The aim of this study was to assess the degree to which fat in the vicinity of a spectroscopy VOI may have an effect on spectral signal intensities. The levels of NAA, Glu, Cr and Cho were studied using a phantom and three healthy volunteers as a proof of concept. With the phantom experiments we observed that the spectral peak areas of NAA, Glu and Cr and their ratios to co-localized H2O decreased in the presence of externally added fat and further decreased with increasing the thickness of the fat layer. Similar reductions in metabolite area ratios, with some small spectral line broadening, were observed in the in vivo studies: NAA/H2O, Glu/H2O, Cr/H2O and Cho/H2O all decreased when adding an external fat layer to the head. Generally, the metabolite signal intensities were affected non-linearly (as seen in the phantom experiments), and appeared to be affected to slightly different extents by the presence of fat, with NAA affected most and Cho least.

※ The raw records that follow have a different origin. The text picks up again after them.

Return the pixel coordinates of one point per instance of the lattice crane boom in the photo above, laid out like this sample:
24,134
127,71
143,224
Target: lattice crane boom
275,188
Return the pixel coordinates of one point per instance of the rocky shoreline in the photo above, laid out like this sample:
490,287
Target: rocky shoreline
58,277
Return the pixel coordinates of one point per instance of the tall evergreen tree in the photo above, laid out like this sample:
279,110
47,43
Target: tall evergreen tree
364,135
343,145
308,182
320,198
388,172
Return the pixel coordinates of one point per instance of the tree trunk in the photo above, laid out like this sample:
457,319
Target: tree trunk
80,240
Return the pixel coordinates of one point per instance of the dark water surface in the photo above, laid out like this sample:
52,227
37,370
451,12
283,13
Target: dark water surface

The reductions in metabolite ratios of both phantom and in vivo studies in the presence of fat confirm our hypothesis that fat has an effect on MR-measured metabolite signals in a given spectroscopy voxel. Maudsley and colleagues (2012) observed associations of BMI with spectral line widths, SNR, macroscopic susceptibility profiles and spectral fitting uncertainties in some of the regions of the brain where BMI was significantly associated with metabolite values. The authors therefore suggested that the negative associations of BMI with MR-measured metabolite levels may be due to spectral fitting inaccuracies, which become more pronounced with broader spectral line-widths in individuals with higher BMI. Although we also observed some slight line-broadening in spectra from the phantom and ACC as a result of adding external fat in this study, we did not observe such line broadenings in POC spectra in the presence of fat, yet we found significant decreases of metabolite ratios similar to those observed in the ACC. Also, metabolite peak areas obtained from the high signal-to-noise phantom spectra, void of baseline fitting inaccuracies, decreased in the presence of fat, showing that line-width broadening and potentially associated baseline fitting inaccuracies did not contribute substantially to the smaller MR-measured metabolite signals observed in the presence of added fat.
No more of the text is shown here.